ぼくの職場には旦那さんが警察署で働いているという女性がいる。
その女性が「森くん、鶏、いらん?」と聞いてきた。
詳しく聞くとその鶏は「落し物」として警察署に届けられ、きっと飼い主は現れないだろうということだった。
ぼくはちょっと考えて「いいですよ」と答えた。
警察署に電話してみると「6/10以降に来てくれたら保管責任はない。
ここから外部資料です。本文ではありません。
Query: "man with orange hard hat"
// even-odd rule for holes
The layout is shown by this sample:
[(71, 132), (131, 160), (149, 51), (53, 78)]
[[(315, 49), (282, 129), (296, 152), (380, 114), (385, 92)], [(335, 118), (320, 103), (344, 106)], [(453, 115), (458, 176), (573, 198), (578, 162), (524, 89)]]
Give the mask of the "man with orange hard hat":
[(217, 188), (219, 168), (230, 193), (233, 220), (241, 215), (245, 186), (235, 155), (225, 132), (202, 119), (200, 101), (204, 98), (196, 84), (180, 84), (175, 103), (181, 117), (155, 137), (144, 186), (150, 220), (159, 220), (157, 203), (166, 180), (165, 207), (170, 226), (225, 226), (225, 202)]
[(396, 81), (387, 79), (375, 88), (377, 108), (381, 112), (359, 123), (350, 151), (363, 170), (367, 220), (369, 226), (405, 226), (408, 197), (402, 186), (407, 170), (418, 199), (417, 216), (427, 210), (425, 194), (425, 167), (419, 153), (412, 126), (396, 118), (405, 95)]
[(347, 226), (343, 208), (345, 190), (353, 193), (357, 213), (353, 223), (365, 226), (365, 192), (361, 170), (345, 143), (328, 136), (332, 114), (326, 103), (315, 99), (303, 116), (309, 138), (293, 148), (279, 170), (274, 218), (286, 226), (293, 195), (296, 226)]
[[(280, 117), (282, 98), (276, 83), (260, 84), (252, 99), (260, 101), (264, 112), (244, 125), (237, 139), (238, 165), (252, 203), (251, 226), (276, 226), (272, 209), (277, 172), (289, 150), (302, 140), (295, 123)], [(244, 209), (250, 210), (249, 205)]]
それ以前の引き取りだと3ヶ月は飼い主のために保管しなければならない」
と言われて6/10まで待つことにした。
卵は今のところ産まないということだったから、まあ捌いて食べてもいいか、という気分だった(ちなみに鶏を捌いたことはない)。
そうして一週間が過ぎ、警察署に引き取りに出向いた。
「いやあ、なついてきちゃってねぇ」
と担当の方は別れを惜しむようだった。
確かに鶏とその担当の方には何か通じるものがある様子で、鶏もどことなく寂しそうだった。
(この首をぼくが切るのか…)
と、もらうそばから尻込みしてしまった。
この日のお昼は「カオマンガイ」(妻の自家製ジンジャーソースだそう)
やっぱり鶏肉は大好き。
でも自分では捌けない。
だってかわいそうだし。
だから殺して捌くのは見知らぬ誰かにお任せちゃん。
いのちに感謝して口先だけの「いただきます」
でも…それでいいの?
((とりあえず痩せてるし太らせてから考えよう))
この間、うちの駐車場に小鳥の死体がコロンと落ちていた。
庭に埋めてあげようと、手のひらに乗せて息子に見せた。
そうすると、息子はえんえんと泣き出した。
それを慰める妻もえんえんと泣いていた。
泣き止んで一緒に庭に埋めた。
しばらく経った今でも「トリさんお庭で寝てるの?」と息子は聞いてくる。
こどもはとても心が綺麗だ。
そんな息子の前で鶏を捌くなんて…
やっぱり無理かなー。。
とりあえず、1羽飼うのも10羽飼うのもそんなに労力は変わらないと聞くから、これを機に卵を産む若い鶏も飼ってみたいと考えている。
でも妻よ、お願いだからトリに名前をつけないでくれ。